Of all the body’s major organs the liver has the highest capacity to regenerate and that’s why many liver diseases, including cirrhosis and hepatitis, can often be cured by transplanting a piece of liver from a healthy donor. The liver’s regenerative properties were previously credited to a population of adult stem cells known as oval cells. However, the medical community concluded that oval cells don’t give rise to hepatocytes; instead, they develop into bile duct cells. These findings prompted researchers to begin looking elsewhere for the source of new hepatocytes in liver regeneration.
Now, researchers at University of California, San Diego have discovered a population of liver cells that are better at regenerating liver tissue than ordinary liver cells, or hepatocytes. The team state that their study is the first to identify the so-called ‘hybrid hepatocytes,’ and show that they are able to regenerate liver tissue without giving rise to cancer. While most of the work described in the new study was performed in mouse models, the researchers also found similar cells in human livers. The opensource study is published in the journal Cell.
Previous studies show that other research labs around the world are working on ways to use induced pluripotent stem cells (iPSCs) to repopulate diseased livers and prevent liver failure. While iPSCs hold a lot of promise for regenerative medicine, it can be difficult to ensure that they stop proliferating when their therapeutic job is done. As a result, iPSCs carry a high risk of giving rise to tumours. Therefore the team wanted to find a safe regenerative medical technique that held no heightened risk of cancer.
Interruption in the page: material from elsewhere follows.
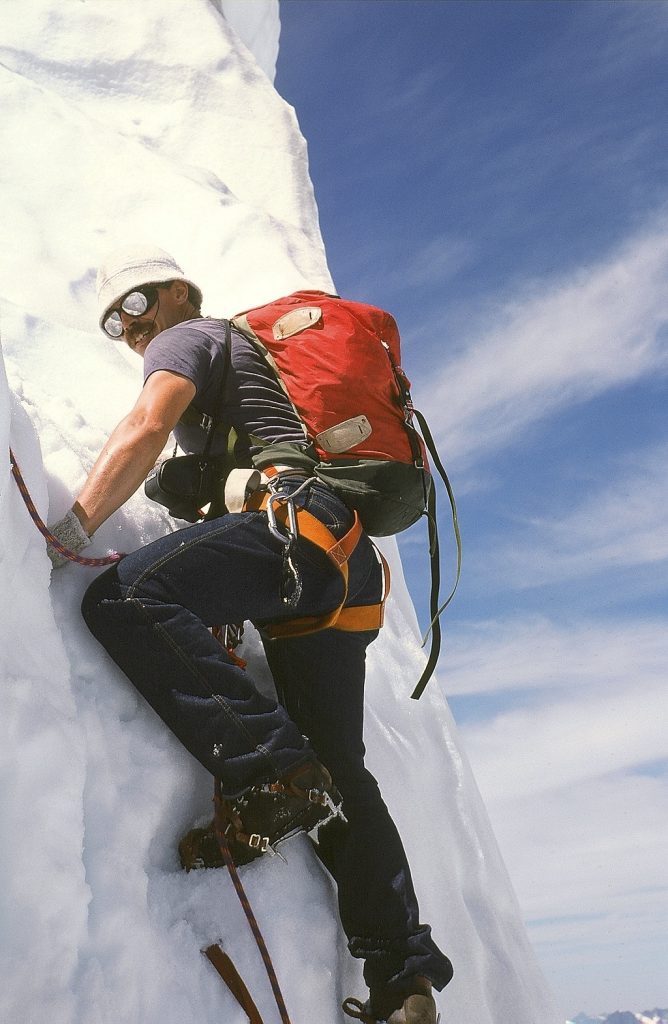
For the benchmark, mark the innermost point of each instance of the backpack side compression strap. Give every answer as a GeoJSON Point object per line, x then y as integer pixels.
{"type": "Point", "coordinates": [434, 607]}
The current study traced the cells responsible for replenishing hepatocytes following chronic liver injury induced by exposure to carbon tetrachloride, a common environmental toxin. The results showed a unique population of hepatocytes located in one specific area of the liver, called the portal triad. The data findings show that these special hepatocytes undergo extensive proliferation and replenish liver mass after chronic liver injuries. Since the cells are similar to normal hepatocytes and express low levels of bile duct cell-specific genes, the group named them ‘hybrid hepatocytes.’
To test the safety of hybrid hepatocytes the team examined three different mouse models of liver cancer. The results showed no signs of hybrid hepatocytes in any of the tumours, leading the researchers to conclude that these cells don’t contribute to liver cancer caused by obesity-induced hepatitis or chemical carcinogens.
The lab surmise that although hybrid hepatocytes are not stem cells, thus far they appear to be the most effective in rescuing a diseased liver from complete failure. They go on to add that hybrid hepatocytes represent the most effective way to repair a diseased liver and the safest way to prevent fatal liver failure by cell transplantation.